Many 20-Somethings Find It Difficult to Save for the Future

S.J. Steinhardt
Published Date:
Jan 20, 2023

GettyImages-1171764212 Retirement Fund Jar Change Money Coins

Starting a career, paying for housing and food, paying down student debt, saving for retirement and emergencies, and having enough left over to spend on enjoying life have always been difficult. But it seems to be more difficult for today’s 20-somethings, the New York Times reported.

Buffeted by all of these factors, made worse by high inflation and an unstable job market, many young adults are struggling.

A 22-year-old Fort Wayne, Ind., social worker, Shea German-Tanner, has trouble putting as little as $50 into her savings account. With a salary of $40,000 and about $600 in her savings account, she has not started saving for retirement.

“Everyone’s telling you to save money and do this and invest, and I feel like I can’t do that because I’m living paycheck to paycheck,” she told the Times. “I feel like the older generation is constantly pushing you to do stuff like they did when they were in their 20s, but it’s not even comparable to when they were in their 20s.”

Twenty-five-year-old Aberdeen, N.J., project manager Theresa Fairless told the Times that paying off her student loans has been her priority. After paying off her $50,000 in personal loans, she still owes $23,000 of the $25,900 she borrowed in government loans because she has not been making payments during the student loan pause period.
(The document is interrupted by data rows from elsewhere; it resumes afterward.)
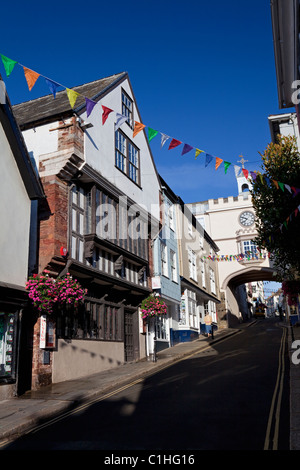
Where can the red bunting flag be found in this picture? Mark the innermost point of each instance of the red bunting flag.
(105, 114)
(246, 172)
(174, 143)
(138, 126)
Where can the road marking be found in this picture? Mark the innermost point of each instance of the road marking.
(112, 393)
(277, 393)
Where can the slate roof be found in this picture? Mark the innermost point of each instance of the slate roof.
(47, 108)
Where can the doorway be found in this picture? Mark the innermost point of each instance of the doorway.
(131, 339)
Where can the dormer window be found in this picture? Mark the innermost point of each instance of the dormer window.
(127, 157)
(127, 108)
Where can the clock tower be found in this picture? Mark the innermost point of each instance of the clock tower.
(243, 184)
(230, 222)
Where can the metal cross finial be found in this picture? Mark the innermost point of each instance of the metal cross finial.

“I was the first person I knew who had to deal with loans,” she said. Having lived at home since her 2018 graduation, she moved in with her boyfriend and tries to save from her $65,00 salary, while giving $200 a month to her mother.

“I always wanted my emergency fund to be at $10,000,” she told the Times. “I have it there and I feel like I need it to be more. I honestly feel like I’m not just saving for myself—I’m saving for my mom because I know she doesn’t have one.”

First-generation Vietnamese immigrant Thea Pham, 27, sends money to her family in Vietnam. While acknowledging her financial stability, she told the Times that, despite her high income from her finance job, it is culturally expected for her to support her family.

“The majority of my paychecks are actually sent home to my family,” she said. “I didn’t know Americans don’t do that and how abnormal it is.”

Kathia Ramirez, 24, of Bensenville, Ill., holds several part-time jobs and plans to go to college. Earning roughly $2,000 a month, she saves $200 to $300 a month in a savings account, spending the rest on groceries, gas and clothing. She hasn’t thought about saving for retirement.

“I love living at home,” she said. “It does help me save money. I have a really good relationship with my family.”

Certified financial planner Zach Teutsch advised young people to spend the time to figure out their employer’s 401(k) plan, and build an emergency fund to cover unforeseen expenses, rather than small luxuries.

“Big decisions matter a whole lot more than small decisions,” he told the Times. “Contrary to some of the advice out there, most 20-somethings should worry more about jobs, housing, transportation and less about lattes and Netflix.”

One young adult who has been able to save for the future is 28-year-old Brian Teitelbaum of New York. He earns about $90,000 a year as a project manager, and he has an emergency fund, invests, and contributes to both a 401(k) and a Roth IRA. In addition, he tries to use the subway and cooks at home to save money. He does not have any student debt and saves about $2,000 a month. He set up his paycheck to be deposited into different savings accounts.

“I think my favorite thing about finance nowadays is auto deposit,” he said.